De accenten liggen bij verschillende linkse partijen anders - D66 en GroenLinks zijn van oudsher meer international georiënteerd en cultureel gezien meer open dan de SP; GroenLinks legt meer de nadruk op milieu en duurzaamheid; en D66 en GroenLinks leggen meer de nadruk op een participatie gebaseerd sociaal stelsel omdat zij de emancipatorische werking van maatschappelijk meedoen belangrijk vinden. In die zin zijn GroenLinks en D66 beduidend progressiever dan de SP, dat kan zeker zo gezegd worden. En zeker is ook dat de PvdA momenteel niet goed weet waar zij staat. De reacties vanuit de PvdA op de oproepen van Halsema maken de agendaloosheid binnen de PvdA duidelijk zichtbaar. Maar uiteindelijk is er een punt dat links zeker bindt: het in stand houden van maatschappelijke samenhang en het ideaal van emancipatie.

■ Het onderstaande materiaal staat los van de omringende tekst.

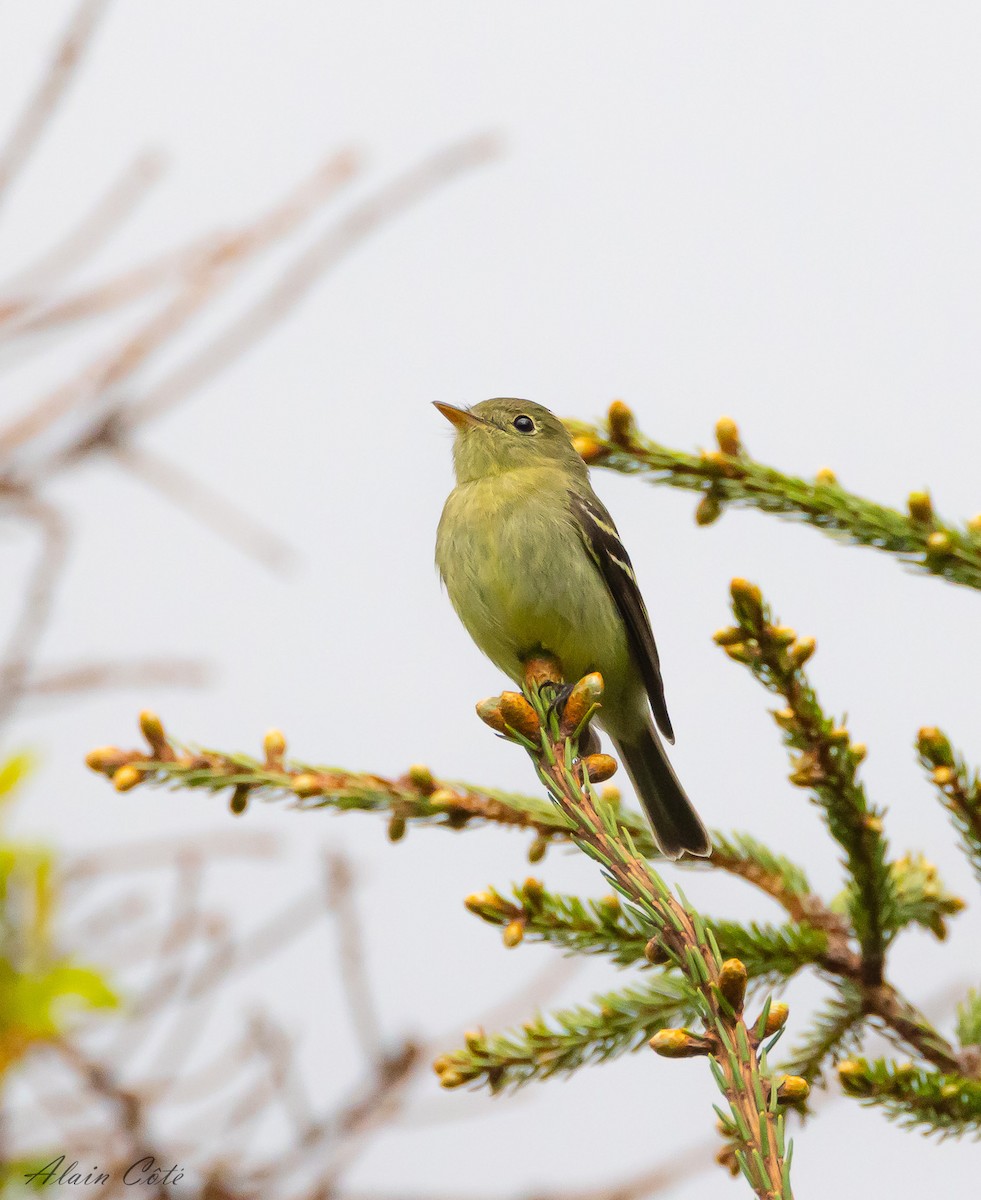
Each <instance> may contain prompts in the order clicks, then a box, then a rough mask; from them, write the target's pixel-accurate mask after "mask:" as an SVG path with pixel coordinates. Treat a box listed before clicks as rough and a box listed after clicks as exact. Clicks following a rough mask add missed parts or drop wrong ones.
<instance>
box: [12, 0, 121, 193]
mask: <svg viewBox="0 0 981 1200" xmlns="http://www.w3.org/2000/svg"><path fill="white" fill-rule="evenodd" d="M107 2H108V0H82V4H79V5H78V7H77V8H76V12H74V16H73V17H72V19H71V22H70V24H68V28H67V29H66V30H65V34H64V36H62V38H61V43H60V46H59V48H58V50H56V52H55V54H54V56H53V59H52V61H50V65H49V66H48V70H47V72H46V73H44V76H43V77H42V79H41V82H40V84H38V86H37V90H36V91H35V92H34V95H32V96H31V97H30V100H29V101H28V104H26V107H25V108H24V112H23V113H22V114H20V119H19V120H18V121H17V124H16V125H14V127H13V131H12V132H11V134H10V137H8V138H7V142H6V144H5V145H4V148H2V149H0V202H2V199H4V198H5V193H6V192H7V190H8V188H10V185H11V184H12V181H13V179H14V176H16V175H17V173H18V172H19V170H20V168H22V167H23V166H24V163H25V162H26V161H28V158H29V157H30V154H31V151H32V150H34V149H35V146H36V144H37V142H38V139H40V138H41V134H42V133H43V132H44V128H46V126H47V124H48V121H49V120H50V119H52V115H53V114H54V112H55V109H56V108H58V104H59V102H60V101H61V98H62V97H64V95H65V91H66V89H67V88H68V84H70V83H71V82H72V79H73V78H74V74H76V71H77V70H78V65H79V62H80V61H82V58H83V55H84V54H85V52H86V50H88V48H89V44H90V42H91V38H92V35H94V32H95V30H96V28H97V25H98V23H100V20H101V19H102V16H103V13H104V12H106V7H107Z"/></svg>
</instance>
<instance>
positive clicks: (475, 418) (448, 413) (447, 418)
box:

In een tijd waarin er veel op het spel staat, is het voor links alleen maar gunstig als zij een zo breed mogelijk publiek aanspreekt. Nu de VVD al naar rechts is opgeschoven, en het CDA dat vandaag gaat doen, ligt het midden wijd, ja wagenwijd open. D66 is daar al ingesprongen. Een partij als GroenLinks zal naar verwachting in toenemende mate teleurgestelde VVD- en CDA kiezers aanspreken. En Roemer kan wel roepen dat hij Halsema rechts vindt, de enige kans om links zo veel stemmen te geven dat zij bij de volgende verkiezingen wel de meerderheid haalt, ligt erin ook het midden aan te spreken. Die mogelijkheid is nu meer dan ooit. Emile Roemer weet dat even goed als ik. Alleen - de PvdA, weet die het ook?